Tú, que entierras el oro, eres, por tanto, guardia de tu hacienda, no señor de ella; eres administrador de él, no árbitro. Pero donde está tu tesoro allí está tu corazón. Por eso con el oro entierras tu corazón. Vende más bien el oro y compra la salvación; vende la piedra preciosa y compra el reino de los cielos; vende tu campo y asegúrate la vida eterna. Te propongo la verdad, atestiguada por las palabras del Señor: “Si quieres ser perfecto —dice—, ve, vende todo lo que tienes, dalo a los pobres y tendrás un tesoro en el cielo (Mt XIX, 21). Procura no entristecerte al oír estas palabras para que no se te diga como a aquel joven rico: “Cuán difícilmente entrarán en el reino de los cielos los que tienen dinero” (Mc X, 32). Cuando leas estas palabras considera más bien que la muerte te puede arrebatar todo lo que posees y que puede quitártelo quien está sobre ti, porque aspiras a cosas pequeñas en lugar de grandes, a caducas en vez de eternas, a tesoros de dinero en lugar de tesoros de gracia. Aquéllos se corrompen, éstos son eternos.
Considera que no posees tú solo estos tesoros; los posee también la carcoma y el orín que consume al dinero. Estos son los compañeros que te proporciona la avaricia. Mira, por el contrario, a quienes te ofrecen la generosidad como deudores: “Muchos serán los labios de los justos que te bendigan como espléndido en pan, y los que darán testimonio de tu bondad” (Si XXXI, 28). La generosidad hace deudor tuyo a Dios Padre, quien por toda dádiva con que se socorre al pobre paga usura, como deudor de buen crédito. Hazte deudor al Hijo de Dios, que dice: “Tuve hambre y me disteis de comer; tuve sed y me disteis de beber; era peregrino y me acogisteis; estaba desnudo y me cubristeis” (Mt XXV, 35-6). Declara que se le entrega a Él mismo lo que se haga a uno de sus pequeños sobre la tierra.

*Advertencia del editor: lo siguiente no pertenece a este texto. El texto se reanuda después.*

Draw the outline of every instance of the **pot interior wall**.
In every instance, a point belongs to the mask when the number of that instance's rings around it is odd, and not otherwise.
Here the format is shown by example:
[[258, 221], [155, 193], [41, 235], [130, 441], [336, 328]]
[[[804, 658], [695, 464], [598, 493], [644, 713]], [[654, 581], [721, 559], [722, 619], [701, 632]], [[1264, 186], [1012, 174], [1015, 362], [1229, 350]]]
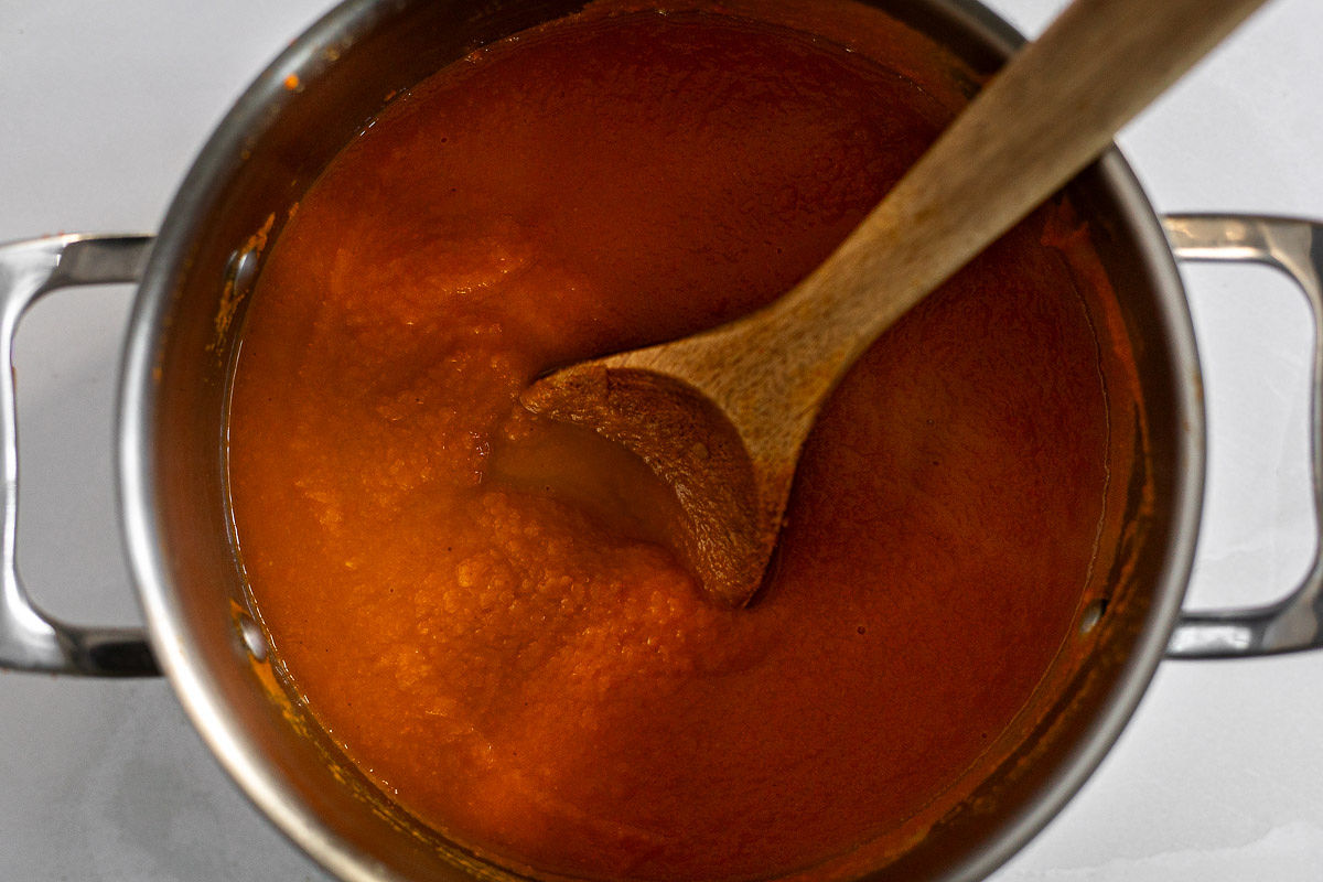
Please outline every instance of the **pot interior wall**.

Tú, hombre, no sabes atesorar riquezas. Si quieres ser rico, sé pobre en este mundo para que seas rico en Dios. Es rico en Dios quien es rico en la fe; es rico en Dios quien es rico en misericordia; es rico en Dios quien es rico en simplicidad; es rico en Dios quien es rico en sabiduría y en ciencia. Hay quienes son ricos en la pobreza, y quienes son pobres en la riqueza. Son ricos los pobres cuya extrema pobreza abundó en la riqueza de su simplicidad; pero los ricos padecieron necesidad y tuvieron hambre. Pues no en vano está escrito: “Los pobres serán antepuestos a los ricos y los siervos darán prestado a sus propios señores” (Pr XVII, 2), porque los ricos y los señores siembran lo malo y superfluo, de lo cual no recogen frutos, sino espinas. Por eso los ricos serán súbditos de los pobres y los siervos prestarán a sus dueños en lo espiritual, como aquel rico que suplicaba al pobre Lázaro le diera una gota de agua. Puedes hacer tú también, ¡oh rico!, que se cumpla el sentido de esta sentencia: da con largueza al pobre y prestarás a Dios, pues quien es liberal con el pobre da prestado a Dios.
Declara expresamente el Profeta quiénes son todos éstos al decir: “Todos los varones de riquezas” (Sal LXXV, 6); todos, dice, no exceptúa a ninguno. Y acertadamente les da el nombre de varones de riquezas, no riquezas de varones para dar a entender que no son poseedores de sus riquezas, sino al revés, poseídos por ellas. La posesión debe ser del poseedor, no el poseedor de la posesión. Pues todo el que no usa de su patrimonio como poseedor, que no sabe dar con largueza y repartir a los pobres, es siervo de su hacienda, no señor de ella, porque guarda las riquezas ajenas como criado y no usa de ellas como señor.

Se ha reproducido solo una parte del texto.